ATs at Work: Quinton Sawyer’s Journey to the NBA

Quinton Sawyer

Quinton Sawyer is entering his fifth season as the Associate Head Athletic Trainer with the NBA’s Charlotte Hornets, and a member of the NBATA (National Basketball Athletic Trainers Association).

After graduating from the University of North Carolina in 2004, he spent two summers as an Athletic Trainer in the NFL with the Denver Broncos. With his initial experience being in the NFL, Quinton had never envisioned himself working in the NBA.

He gravitated towards the NBA once he realized how the small-sized team environment allowed him to cultivate meaningful relationships with patients on a personal level. His personal philosophy on healthcare and Athletic Training always placed a tremendous value on this personal connection.

As a graduate student certified Athletic Trainer, Quinton gained experience with both the Tar Heel men’s junior varsity and varsity basketball teams in 2005 and 2006. Then he moved to Southern Louisiana University for the following three years and served as Athletic Trainer for the Lion’s men’s basketball team before moving to the Division I Athletic Department at Campbell University to be the Head Athletic Trainer. 

After spending the next five years overseeing Michigan State University’s men’s basketball team, Quinton joined the Phoenix Suns as an Assistant Athletic Trainer and Sports Science Coordinator, starting his journey in the NBA.

AT Each Moment spoke with Quinton about what a day in the life of an NBA Associate Head Athletic Trainer looked like in addition to the opportunities and challenges he has faced throughout 17 years working with the sport of basketball as an Athletic Trainer

Into the NBA world: How basketball Athletic Trainers “make work work”

In the NBA world, there’s a lot of variety in your days and years whether it is pre-season, regular season, or post-season. Your work activities and schedule changes based on the time of year, the season, and the team’s needs. There are always players training, shooting, working out, or looking for treatment. In the offseason, I get to look at the draft prospects to check them out too. 

At the Charlotte Hornets, when players are in town training during the pre-season we get to the office between 7:00 – 8:00 am. Administrative duties and patient care make a full workload. 

We treat patients and evaluate draft prospects until noon while players work out in the weight room and on the court as the draft evaluation process goes on. Now, we need to incorporate COVID-19 testing into the process and ensure everyone is COVID-19 free.

Once the NBA season starts, our schedules become really simple with only three days of the week: practice day, game day, and travel day. There is no such thing as Monday, Tuesday, Wednesday, Thursday, Friday. 

Photo by Markus Spiskee from Unsplash

Practice days are shorter days at work when we put a premium on spending time with family and loved ones, the people we miss when we are on the road traveling and working for long hours. 

Game days are long days at work when we get to the arena at around 7:00 am for shoot-around and treatments for any injured players.

The best parts of being an Athletic Trainer: the opportunities to build, develop, and cultivate relationships with the patients, players, coaches, peers, and coworkers.

The best parts of being an Athletic Trainer are the opportunities to build, develop, and cultivate relationships with the patients, players, coaches, peers, and coworkers.

There are a number of healthcare professions where you have limited interaction with your patients. A surgeon sees patients three or four times total during the course of that case. Therapists may see a patient three times a week for four weeks until they have been discharged.

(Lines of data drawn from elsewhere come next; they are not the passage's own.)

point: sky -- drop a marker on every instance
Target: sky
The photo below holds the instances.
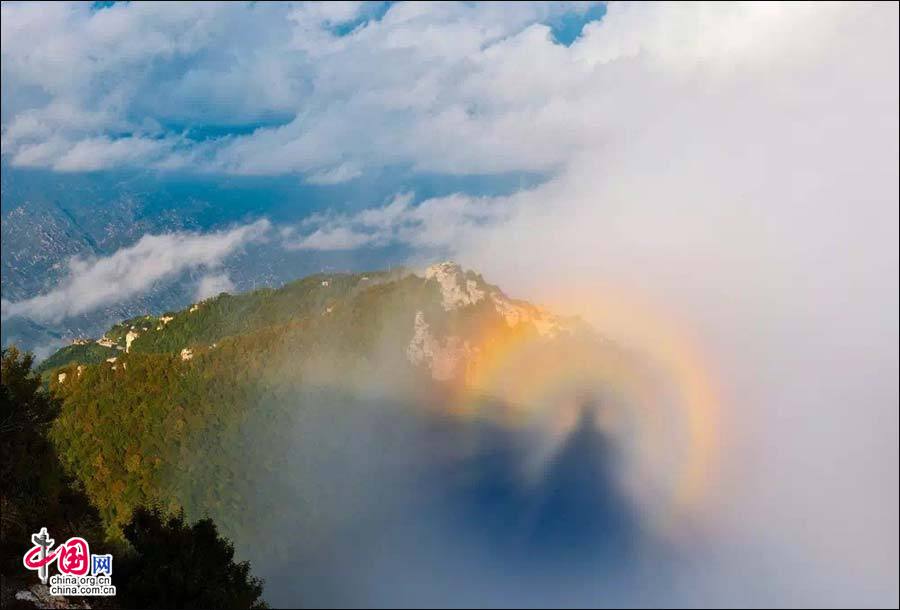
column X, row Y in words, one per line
column 721, row 173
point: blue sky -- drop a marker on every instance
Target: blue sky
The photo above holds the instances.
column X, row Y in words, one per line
column 729, row 167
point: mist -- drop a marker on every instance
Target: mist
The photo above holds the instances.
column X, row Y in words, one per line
column 731, row 205
column 751, row 205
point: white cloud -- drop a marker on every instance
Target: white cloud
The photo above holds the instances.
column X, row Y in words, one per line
column 433, row 224
column 733, row 169
column 78, row 81
column 94, row 283
column 213, row 285
column 732, row 164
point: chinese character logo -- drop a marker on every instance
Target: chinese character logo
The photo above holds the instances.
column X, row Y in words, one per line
column 72, row 558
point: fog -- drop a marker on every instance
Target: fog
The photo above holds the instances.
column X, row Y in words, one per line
column 753, row 208
column 744, row 212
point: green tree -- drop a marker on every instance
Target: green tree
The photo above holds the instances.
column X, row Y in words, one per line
column 178, row 565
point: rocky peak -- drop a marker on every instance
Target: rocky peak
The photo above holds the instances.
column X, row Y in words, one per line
column 457, row 289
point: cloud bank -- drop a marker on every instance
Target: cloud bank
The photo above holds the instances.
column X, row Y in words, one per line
column 95, row 283
column 271, row 88
column 728, row 171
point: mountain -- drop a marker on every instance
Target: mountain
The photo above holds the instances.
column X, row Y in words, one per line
column 50, row 217
column 336, row 416
column 149, row 402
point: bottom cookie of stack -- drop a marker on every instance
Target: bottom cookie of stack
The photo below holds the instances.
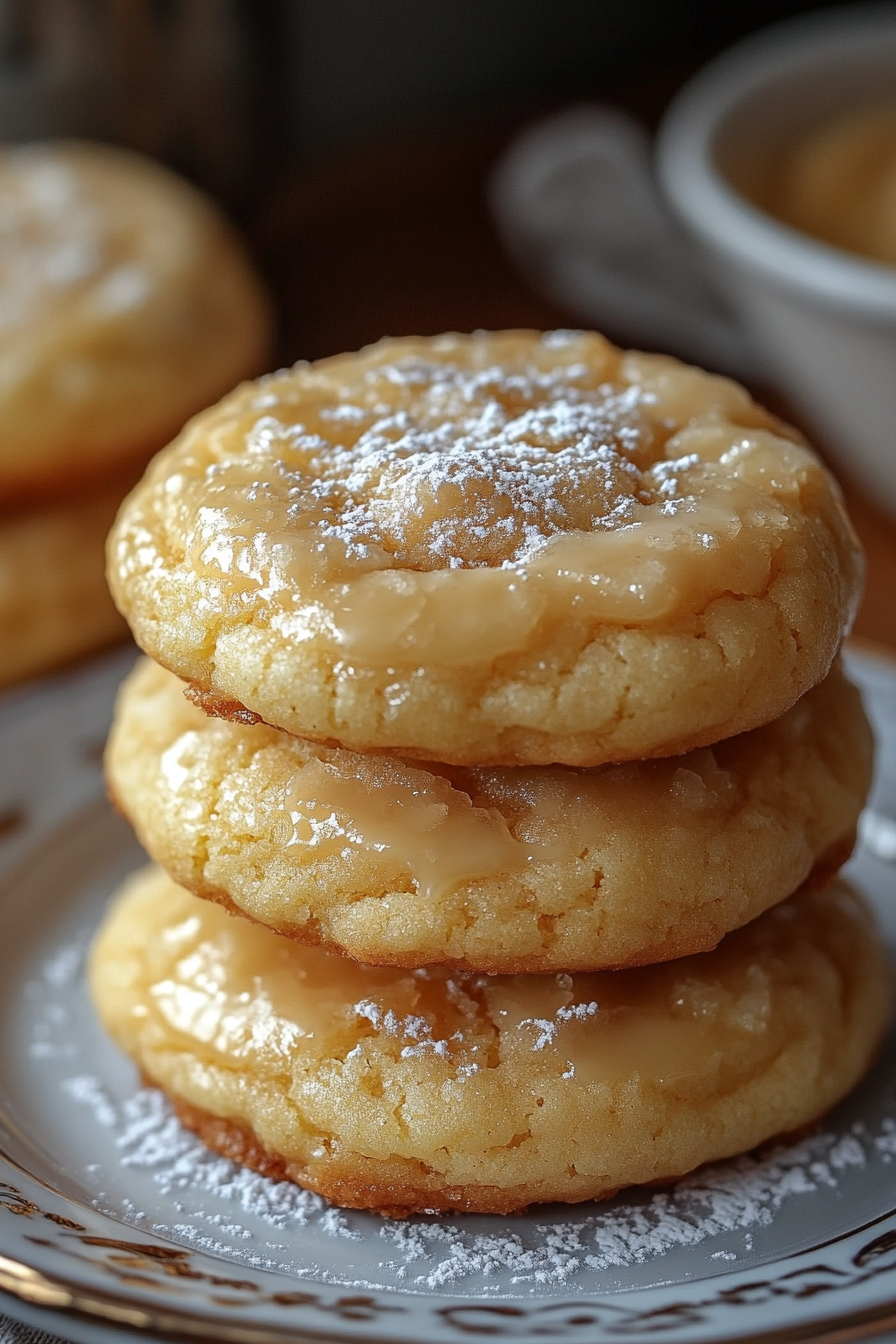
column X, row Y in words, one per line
column 409, row 1090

Athletic Trainers get the opportunity to be intimately involved in a team atmosphere, seeing patients literally seven days a week for months, or sometimes even years at a time. 

We are really able to develop some meaningful, long-lasting relationships with the patients, with peers, coworkers, coaches, administrators, and other people you are in contact with on a regular basis.

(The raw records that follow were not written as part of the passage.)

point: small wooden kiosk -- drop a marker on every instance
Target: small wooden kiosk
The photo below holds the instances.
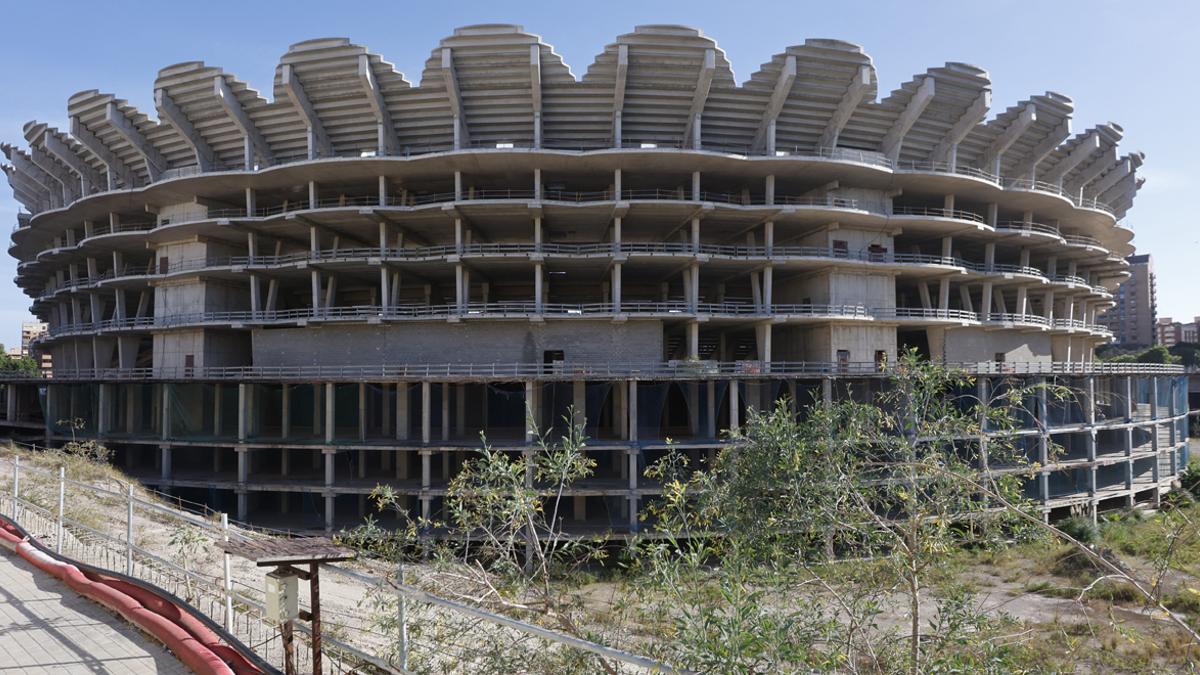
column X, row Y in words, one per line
column 289, row 557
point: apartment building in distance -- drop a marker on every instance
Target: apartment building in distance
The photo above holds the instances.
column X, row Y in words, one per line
column 1133, row 318
column 30, row 330
column 1171, row 332
column 273, row 303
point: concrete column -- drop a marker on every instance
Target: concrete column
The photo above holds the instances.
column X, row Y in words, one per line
column 243, row 464
column 531, row 406
column 330, row 419
column 616, row 287
column 103, row 406
column 426, row 412
column 385, row 410
column 402, row 422
column 580, row 402
column 243, row 422
column 316, row 291
column 165, row 463
column 631, row 395
column 318, row 412
column 286, row 412
column 711, row 407
column 538, row 287
column 733, row 405
column 445, row 411
column 165, row 410
column 460, row 404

Such opportunities allow skilled and talented Athletic Trainers to make a difference, lead the lives they want to lead while gaining professional, financial, and work-life balance satisfaction as a part of the Athletic Training community.

The challenging part: overcoming perceptions about Athletic Trainers

For decades, there have been hurdles in people’s perception of Athletic Training as a healthcare profession. 

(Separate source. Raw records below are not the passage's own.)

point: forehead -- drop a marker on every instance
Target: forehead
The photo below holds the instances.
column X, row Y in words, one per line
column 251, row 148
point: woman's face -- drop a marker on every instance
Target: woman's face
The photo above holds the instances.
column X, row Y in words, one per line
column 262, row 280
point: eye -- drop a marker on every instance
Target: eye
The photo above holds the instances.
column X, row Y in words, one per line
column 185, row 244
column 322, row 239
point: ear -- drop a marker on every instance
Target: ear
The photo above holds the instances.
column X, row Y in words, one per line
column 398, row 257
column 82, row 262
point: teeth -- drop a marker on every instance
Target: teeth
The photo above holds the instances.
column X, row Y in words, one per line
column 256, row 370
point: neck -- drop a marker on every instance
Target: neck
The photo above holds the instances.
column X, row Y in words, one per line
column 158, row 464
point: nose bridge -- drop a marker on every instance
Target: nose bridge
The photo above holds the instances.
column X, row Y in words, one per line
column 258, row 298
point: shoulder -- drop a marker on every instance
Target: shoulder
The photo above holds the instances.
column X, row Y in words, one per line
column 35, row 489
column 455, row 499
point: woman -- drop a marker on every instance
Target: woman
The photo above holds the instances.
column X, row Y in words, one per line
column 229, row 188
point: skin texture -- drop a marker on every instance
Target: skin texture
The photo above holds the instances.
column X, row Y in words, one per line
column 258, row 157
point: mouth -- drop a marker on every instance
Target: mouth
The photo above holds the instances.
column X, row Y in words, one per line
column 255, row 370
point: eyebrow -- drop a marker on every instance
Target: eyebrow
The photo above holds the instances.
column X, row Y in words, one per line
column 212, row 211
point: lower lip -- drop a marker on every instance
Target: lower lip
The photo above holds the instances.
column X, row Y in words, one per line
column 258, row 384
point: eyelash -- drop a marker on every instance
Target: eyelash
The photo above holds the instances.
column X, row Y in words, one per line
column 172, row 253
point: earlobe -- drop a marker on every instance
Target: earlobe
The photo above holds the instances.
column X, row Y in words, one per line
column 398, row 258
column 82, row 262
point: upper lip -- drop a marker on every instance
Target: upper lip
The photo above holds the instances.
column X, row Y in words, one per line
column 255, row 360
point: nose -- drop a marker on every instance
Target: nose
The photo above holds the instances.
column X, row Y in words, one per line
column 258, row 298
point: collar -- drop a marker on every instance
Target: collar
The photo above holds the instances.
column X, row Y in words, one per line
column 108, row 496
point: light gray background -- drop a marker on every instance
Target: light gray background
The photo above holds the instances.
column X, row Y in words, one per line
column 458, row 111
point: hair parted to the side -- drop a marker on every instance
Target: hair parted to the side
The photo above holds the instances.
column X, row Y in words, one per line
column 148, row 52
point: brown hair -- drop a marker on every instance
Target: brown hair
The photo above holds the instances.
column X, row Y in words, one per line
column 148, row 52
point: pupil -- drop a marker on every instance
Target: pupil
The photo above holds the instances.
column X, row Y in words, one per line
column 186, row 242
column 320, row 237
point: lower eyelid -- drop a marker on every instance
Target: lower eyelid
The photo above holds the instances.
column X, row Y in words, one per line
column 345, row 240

The influx of tremendous talent in the profession and youthful exuberance of young professionals, however, will promisingly move that needle as people come to better understand who Athletic Trainers are and what we can do to provide additional protection and overall wellbeing to the patient populations we serve.

The biggest challenges facing our profession are ensuring bright young Athletic Trainers can continue to find a future within the profession and not have to go outside of the profession to feel they are impacting the patients in a meaningful way. 

We need to continue creating spaces and opportunities for young and talented Athletic Trainers to thrive within our profession.

In closing, what do you wish every Athletic Trainer knew? 

There are a number of opportunities in and out of traditional sports settings for Athletic Trainers to make a tremendous difference, to affect patient populations, and to impact overall healthcare. 

Be prepared for such opportunities as they present themselves. Understand your own work and your own value to the healthcare system at large. Never stop fighting for yourself and for our profession in those spaces where you find yourself as an effort to continue to advance our profession.